То, что Крылов учитывал опыт Сумарокова, никакому сомнению не подлежит — достаточно указать хотя бы на такие лексические заимствования, как светик, носок
и сестрица, или почти скопированный стих: «Какие ноженьки, какой носок…» // «Какие перушки! какой носок!». Не прошли мимо внимания Крылова и рифма душа — хороша // дыша — хороша, и тройное созвучье на — ица: ЛисИЦА — сестрИЦА[53] — птИЦА // сестрИЦА — мастерИЦА — царь-птИЦА. Другое дело, что указанные заимствования преобразились: версификационные и лексические находки Хераскова и Сумарокова, в большей или меньшей степени случайные, под пером Крылова обрели статус обязательности, необходимости — это действительно «лучшие слова в лучшем порядке». Так, обстоятельство чуть дыша «отыграет» в знаменитом стихе «от радости в зобу дыханье сперло» (состояние Вороны пародийно повторяет состояние Лисицы!); тройная же рифма у Крылова на самом деле гораздо сложнее, изощреннее[54]: сеСТРИЦА — маСТеРИЦА — ЦаРь-пТИЦА[55], — а сумароковские ноженьки легко выбраковываются: Лисица видит сыр и… его, так сказать, «рамку» {шейку, глазки, перушки, носок), ничего кроме, какие уж там ноженьки!
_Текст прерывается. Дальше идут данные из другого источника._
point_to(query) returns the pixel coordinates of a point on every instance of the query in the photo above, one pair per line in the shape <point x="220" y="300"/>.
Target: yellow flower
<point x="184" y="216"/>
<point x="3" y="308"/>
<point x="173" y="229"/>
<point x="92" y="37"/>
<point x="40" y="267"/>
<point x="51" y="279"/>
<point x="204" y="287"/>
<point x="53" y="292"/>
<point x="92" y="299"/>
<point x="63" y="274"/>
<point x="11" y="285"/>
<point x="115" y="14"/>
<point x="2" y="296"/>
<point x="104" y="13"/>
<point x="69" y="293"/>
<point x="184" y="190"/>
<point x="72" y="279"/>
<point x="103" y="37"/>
Впрочем, с портретными чертами Вороны, которых удостаивает своего восхищения Лисица, дело обстоит не так просто — помимо указанной, есть еще одна причина отбора именно этих, а не иных деталей, но об этом мы поговорим немного погодя.Крылов явно почувствовал психологическую неубедительность и обращения Воронушка
: уменьшительно-ласкательный суффикс, пожалуй, не столько смягчает, сколько подчеркивает «воронью сущность» адресата: ворона остается вороной, как ни крути. А вот когда Ворона зовется Голубушкой, ситуация меняется, и радикальным образом.Как должен среагировать Евгений на то, что к нему обращаются, допустим, Агафон
? Или Акулина — на то, что ее назвали Селиной? Вероятно, в первую очередь они оглянутся кругом — в поисках тех самых Агафона и Селины, а затем постараются поправить говорящего и т. п. Кстати, наша Ворона, даже будучи самой здравомыслящей вороной в мире, могла бы все равно остаться без завтрака — от неожиданности и изумления (мол, что ж это творится с Лисицей, белены объелась, что ли, коль меня, Ворону, величает Голубушкою?!) широко разинув рот!..Но в том-то и дело, что обладательница кусочка сыра ни капли не удивилась — «проглотила» двусмысленное приветствие, не поморщившись и не поперхнувшись, как должное. Стоит заметить, что Голубушка
стоит в начале стиха и в начале прямой речи — и в силу этого начинается с прописной буквы. Вместе с тем эта графическая особенность исподволь, по крайней мере визуально возводит нарицательное существительное в статус имени собственного. Кроме того, «приголубив» Ворону, плутовка кардинально меняет и цветовые характеристики адресата своей лести: ворона естественным образом ассоциируется с темными, мрачными тонами, символизирующими низовую, «плотскую» (т. е. подверженную тлению), нечистую[56], смертельную, греховную и даже адскую сторону бытия[57], тогда как голубушка — со светлыми, высокими, чистыми, небесными, которые традиционно соотносятся с красотой, непорочностью, духовной, божественной природой, колоритом Жизни. Ворон (ворона) — голубь (голубица) составляют одну из символических оппозиций, корни которой уходят в глубокую древность[58].Надо сказать, что Лисица (разумеется, с подачи Крылова) исключительно точно выстраивает свою хвалу: композиция держится на четко обозначенных перекличках, играющих роль смысловых скреп. Так, голубушка
отзовется затем ангельским голоском и в довершение — светиком. Еще раз подчеркну: в художественном мире крыловской басни «работают» оба — как переносное, так и первичное — значения. А вот то, какое из них актуализируется, зависит от того, в пространство сознания какого именно персонажа попадает слово. Вполне можно допустить, что, называя Ворону светиком, Лисица всего лишь использует «выражение приветственное, изъявляющее ласку»[59], а предполагая у нее наличие ангельского голоска, имеет в виду вовсе не небесную природу его, а только нежность и «приятство». Однако правка, которую Крылов вносил в текст на протяжении ряда лет, позволяет утверждать обратное: поэт снимает сравнение с соловьем, продержавшееся довольно долго — в первых трех публикациях басни:Я, чай, ведь соловья ты чище и нежнее (1808)Я, чай, ведь ты поешь и соловья нежнее (1809, 1811)В свое время «соловьиная» тема получила — стоит признать, довольно неуклюжее — воплощение у Сумарокова:
Ворона горлышко разинула пошире,Чтоб быти соловьем…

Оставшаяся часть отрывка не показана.